I’m more inclined to agree with Scheinman than with Weller.  For me, Taft’s bust of Thomas Gilbert from 1895 shows much more personality and energy.  But then, Longfellow was described as a “gentle, placid, poetic soul: an image perpetuated by his brother Samuel Longfellow, who wrote an early biography that specifically emphasized these points. As James Russell Lowell said, Longfellow had an “absolute sweetness, simplicity, and modesty” (Wikipedia biography, http://en.wikipedia.org/wiki/Henry_Wadsworth_Longfellow).

Here is an amazing albumen print of Longfellow by British photographer Julia Margaret Cameron.  No image could have captured his spirit more vividly, and he certainly doesn’t look gentle and placid to me!
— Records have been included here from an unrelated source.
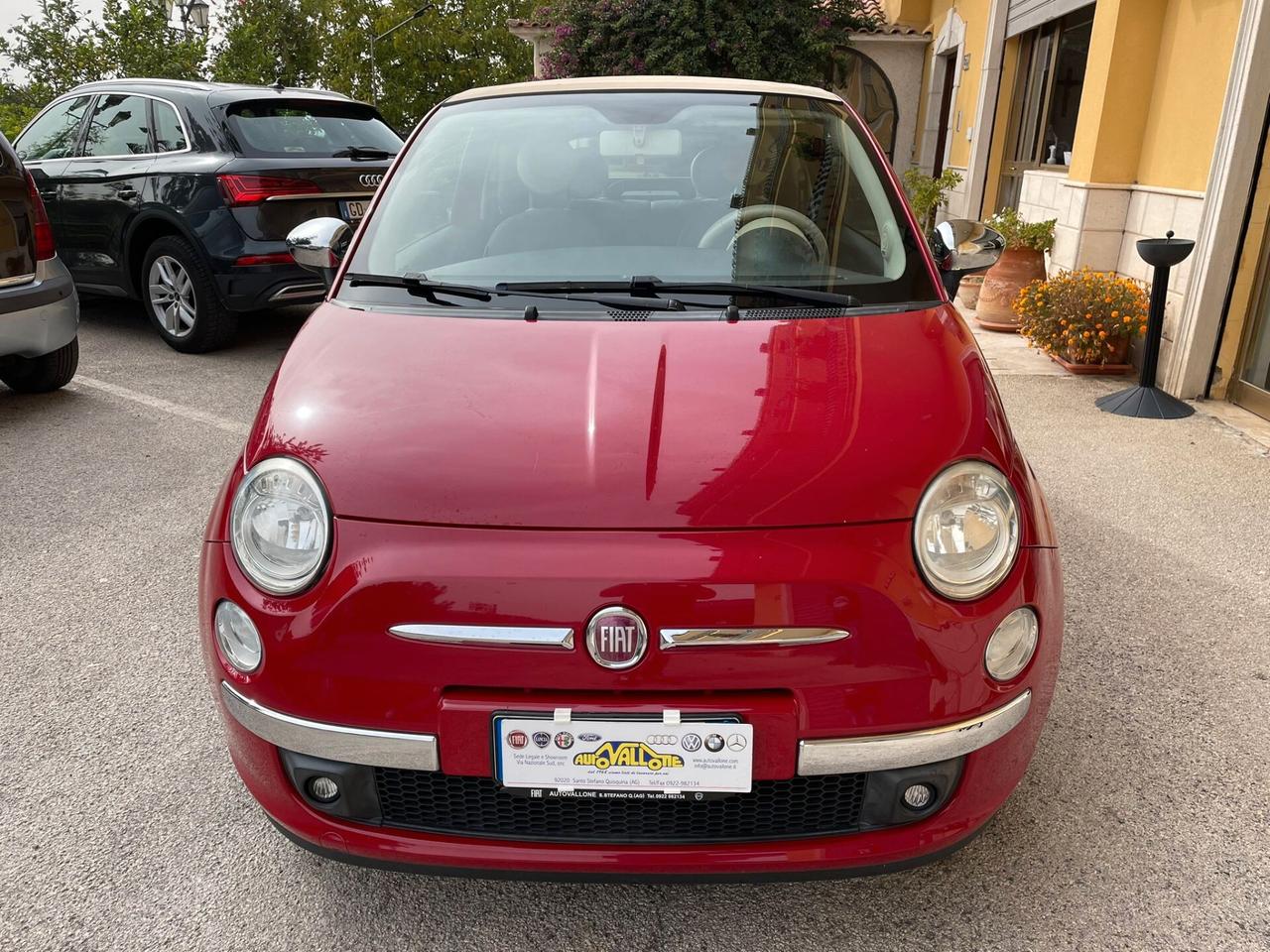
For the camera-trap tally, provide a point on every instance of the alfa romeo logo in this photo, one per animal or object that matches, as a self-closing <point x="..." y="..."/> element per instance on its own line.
<point x="616" y="638"/>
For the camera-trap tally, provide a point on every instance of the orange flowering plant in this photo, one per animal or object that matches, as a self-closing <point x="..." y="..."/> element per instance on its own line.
<point x="1083" y="316"/>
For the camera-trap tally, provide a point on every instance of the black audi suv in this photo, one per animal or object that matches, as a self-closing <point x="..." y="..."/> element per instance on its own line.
<point x="181" y="194"/>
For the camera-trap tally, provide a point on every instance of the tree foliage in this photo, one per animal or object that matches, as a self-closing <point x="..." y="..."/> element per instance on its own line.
<point x="793" y="41"/>
<point x="266" y="41"/>
<point x="60" y="48"/>
<point x="454" y="45"/>
<point x="325" y="44"/>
The Wikipedia biography also points out that, although Longfellow was the most popular poet of his day and is generally regarded as the most distinguished poet the country had produced, his popularity rapidly declined, beginning shortly after his death and into the 20th century as academics began to appreciate poets like Walt Whitman, Edwin Arlington Robinson, and Robert Frost. In the 20th century, literary scholar Kermit Vanderbilt noted, “Increasingly rare is the scholar who braves ridicule to justify the art of Longfellow’s popular rhymings.”  20th century poet Lewis Putnam Turco concluded “Longfellow was minor and derivative in every way throughout his career… nothing more than a hack imitator of the English Romantics.” Could it be that Taft was one of those people who was not that impressed with Longfellow and gave the project only cursory focus?

Following Longfellow’s death, numerous statues emerged.  Here’s a stunning one by Sir Thomas Brock, K.C.B., R.A., that sits in the Poet’s Corner in Westminster Abbey (1884). (Photograph by Jacqueline Banerjee, 2011)

Here’s one by Edmonia Lewis from when Longfellow was still alive, 1872, from the National Museum in Liverpool.  She not only designed it but sculpted it herself. Another version, also by Lewis, is in the collection of Harvard University.  (Harvard has another bust of Longfellow, by Hiram Powers, from 1869.)

Portland, Maine, which is Longfellow’s birthplace, has a full-sized piece that stands in Longfellow Square.  This is much more the quality I would have expected from Taft.  (But then, the Class of 1907 commissioned only a bust, and probably had very little money to pay, at that.)  The Portland piece was designed by Maine sculptor Franklin Simmons (1839-1913) shortly after the poet’s death and was installed in September of 1888.  Here we see an academically robed and bearded Longfellow seated and facing the downtown with his right arm resting on the back of the chair and a scroll in his left.  Three bronze books are placed under his chair.  The sculpture was funded by pennies, nickels, and dimes donated by New England children.  Every year as the holidays approach, Longfellow can be found wearing a long red scarf and holding a wrapped present.

Interestingly, Taft included Simmons in his History of American Sculpture, Supplementary Chapter: 1923.  He wrote: “New men have appeared, men of just as convincing talent and ever-increasing skill.  The world grows old and grows young again!”  He went on to refer to Simmons’ “almost legendary career.”  (page 538)

My visit to the Taft archives to read correspondence regarding the Class of 1907 commission was not successful.  The file contains only a bill in the amount of $300 from the Piccirilli Brothers of New York “for the carving in Italian statuary marble of the Longfellow bust.”  I hope you can visit the bust yourselves and make your own impression.  I’d love to hear your thoughts!